Jerry Saltz joins New York Magazine and kicks some serious ass. He sizes up PS1’s coy attempt at disclosing the artist’s penchant for collecting, or rather not selling, only to repeat his poignant words on money’s disconcerting ability to devastate the simplicity and brilliance of art. Repetitive, perhaps, but Jerry wouldn’t be Jerry if his succinct words weren’t so indelibly implanted in our minds. You know an art critic’s opinion is truly sound when you can respond à la Jerry and smirk candidly in proud self-approbation the way I hope Jerry does after each successive point finale.

The Banksy show at the Vanina Holasek Gallery, which was dubbed “fake and unauthorized” by Banksy on his website, had the makings of a really brilliant show. This exhibition was one with the coolest potential in response to which the artist proclaimed a vitriolic denouncement, thereby ensuring a thoroughly juicy turn of events. This bold move on the part of Banksy, whoever he or they may be, affirms his legend in one fell swoop. This declaration came the same year as a Council’s official apology for erasing Banksy’s graffiti.

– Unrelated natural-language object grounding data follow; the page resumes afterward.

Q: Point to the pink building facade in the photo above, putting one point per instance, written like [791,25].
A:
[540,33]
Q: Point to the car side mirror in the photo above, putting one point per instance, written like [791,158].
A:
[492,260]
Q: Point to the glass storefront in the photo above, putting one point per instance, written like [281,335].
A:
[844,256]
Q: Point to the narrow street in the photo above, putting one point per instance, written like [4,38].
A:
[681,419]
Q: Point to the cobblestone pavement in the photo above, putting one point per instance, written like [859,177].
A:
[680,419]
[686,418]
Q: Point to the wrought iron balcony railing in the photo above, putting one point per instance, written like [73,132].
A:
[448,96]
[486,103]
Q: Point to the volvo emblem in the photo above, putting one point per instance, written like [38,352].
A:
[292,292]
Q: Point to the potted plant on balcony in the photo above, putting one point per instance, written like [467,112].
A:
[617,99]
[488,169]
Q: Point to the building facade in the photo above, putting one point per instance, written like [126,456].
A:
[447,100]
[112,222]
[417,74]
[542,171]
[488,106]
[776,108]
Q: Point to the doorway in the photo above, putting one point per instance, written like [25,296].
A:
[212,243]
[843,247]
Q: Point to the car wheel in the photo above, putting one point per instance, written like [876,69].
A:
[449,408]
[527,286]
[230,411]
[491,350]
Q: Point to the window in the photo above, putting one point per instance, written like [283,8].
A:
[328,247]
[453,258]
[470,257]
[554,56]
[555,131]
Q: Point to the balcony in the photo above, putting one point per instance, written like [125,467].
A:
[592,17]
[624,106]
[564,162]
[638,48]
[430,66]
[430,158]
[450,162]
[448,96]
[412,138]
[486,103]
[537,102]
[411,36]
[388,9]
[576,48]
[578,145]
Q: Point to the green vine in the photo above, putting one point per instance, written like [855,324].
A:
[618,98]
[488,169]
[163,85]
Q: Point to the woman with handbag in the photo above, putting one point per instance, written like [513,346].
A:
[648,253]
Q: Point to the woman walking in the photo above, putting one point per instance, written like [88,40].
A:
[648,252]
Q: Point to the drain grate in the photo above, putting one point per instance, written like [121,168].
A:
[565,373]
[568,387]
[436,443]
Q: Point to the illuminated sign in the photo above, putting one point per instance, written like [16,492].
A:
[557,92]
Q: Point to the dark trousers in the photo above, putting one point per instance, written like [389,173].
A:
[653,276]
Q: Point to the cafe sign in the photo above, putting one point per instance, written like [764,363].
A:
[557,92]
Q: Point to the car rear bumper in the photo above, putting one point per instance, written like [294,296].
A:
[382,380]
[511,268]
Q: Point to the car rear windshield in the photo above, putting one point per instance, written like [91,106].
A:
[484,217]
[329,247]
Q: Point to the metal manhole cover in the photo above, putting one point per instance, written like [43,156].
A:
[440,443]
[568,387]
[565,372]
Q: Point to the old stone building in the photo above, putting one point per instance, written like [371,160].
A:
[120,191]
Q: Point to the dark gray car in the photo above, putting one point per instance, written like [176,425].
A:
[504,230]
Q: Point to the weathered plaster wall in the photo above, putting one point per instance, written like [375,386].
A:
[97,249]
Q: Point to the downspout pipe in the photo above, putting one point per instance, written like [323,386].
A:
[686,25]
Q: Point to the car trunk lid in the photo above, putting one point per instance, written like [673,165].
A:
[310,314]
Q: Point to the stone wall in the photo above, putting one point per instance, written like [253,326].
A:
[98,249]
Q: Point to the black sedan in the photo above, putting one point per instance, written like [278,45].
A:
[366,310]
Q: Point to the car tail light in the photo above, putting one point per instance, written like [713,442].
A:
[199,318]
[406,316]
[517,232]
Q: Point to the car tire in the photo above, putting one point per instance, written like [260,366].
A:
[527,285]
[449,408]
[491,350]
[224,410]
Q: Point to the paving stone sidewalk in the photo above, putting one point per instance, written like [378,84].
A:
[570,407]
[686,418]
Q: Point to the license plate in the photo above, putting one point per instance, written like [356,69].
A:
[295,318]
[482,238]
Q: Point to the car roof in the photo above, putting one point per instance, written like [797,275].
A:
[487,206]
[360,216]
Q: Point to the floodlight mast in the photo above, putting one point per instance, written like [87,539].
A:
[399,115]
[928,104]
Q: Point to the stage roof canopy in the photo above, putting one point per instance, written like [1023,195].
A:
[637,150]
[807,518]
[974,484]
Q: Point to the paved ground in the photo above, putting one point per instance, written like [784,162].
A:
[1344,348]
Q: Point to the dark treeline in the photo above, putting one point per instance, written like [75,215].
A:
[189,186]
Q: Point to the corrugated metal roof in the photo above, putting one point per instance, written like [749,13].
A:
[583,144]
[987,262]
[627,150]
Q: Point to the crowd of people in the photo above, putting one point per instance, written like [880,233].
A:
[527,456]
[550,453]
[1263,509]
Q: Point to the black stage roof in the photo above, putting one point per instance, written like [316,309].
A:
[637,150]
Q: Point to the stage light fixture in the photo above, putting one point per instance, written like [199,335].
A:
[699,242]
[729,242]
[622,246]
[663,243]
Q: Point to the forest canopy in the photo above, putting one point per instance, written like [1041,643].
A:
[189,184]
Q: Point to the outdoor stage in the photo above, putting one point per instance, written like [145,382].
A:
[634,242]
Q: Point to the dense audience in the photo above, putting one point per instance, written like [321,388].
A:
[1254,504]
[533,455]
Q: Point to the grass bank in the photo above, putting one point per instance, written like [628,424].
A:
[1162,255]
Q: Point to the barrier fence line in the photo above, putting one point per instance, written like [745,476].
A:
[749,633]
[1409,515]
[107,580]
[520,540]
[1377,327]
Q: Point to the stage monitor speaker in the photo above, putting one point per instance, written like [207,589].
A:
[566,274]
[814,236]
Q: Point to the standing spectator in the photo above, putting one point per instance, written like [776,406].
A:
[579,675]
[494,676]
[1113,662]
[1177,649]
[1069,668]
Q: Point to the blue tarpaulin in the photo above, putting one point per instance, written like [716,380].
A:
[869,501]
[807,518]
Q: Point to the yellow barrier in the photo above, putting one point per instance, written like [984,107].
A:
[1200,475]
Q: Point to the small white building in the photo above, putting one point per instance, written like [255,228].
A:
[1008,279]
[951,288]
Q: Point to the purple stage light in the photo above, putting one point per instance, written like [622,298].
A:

In a highbrow note of artistic and technological accomplishments, the Metropolitan Opera launches its Metropolitan Opera: Live in HD series in select theaters. Now opera goers can watch the operas live in HD quality, which rivals the real thing and enables viewers to have a virtually identical experience of magnificent costumes, earth shattering voices, dramatic innuendos and the moving experience of the opera but at a fraction of the price. I wonder if people still dress up.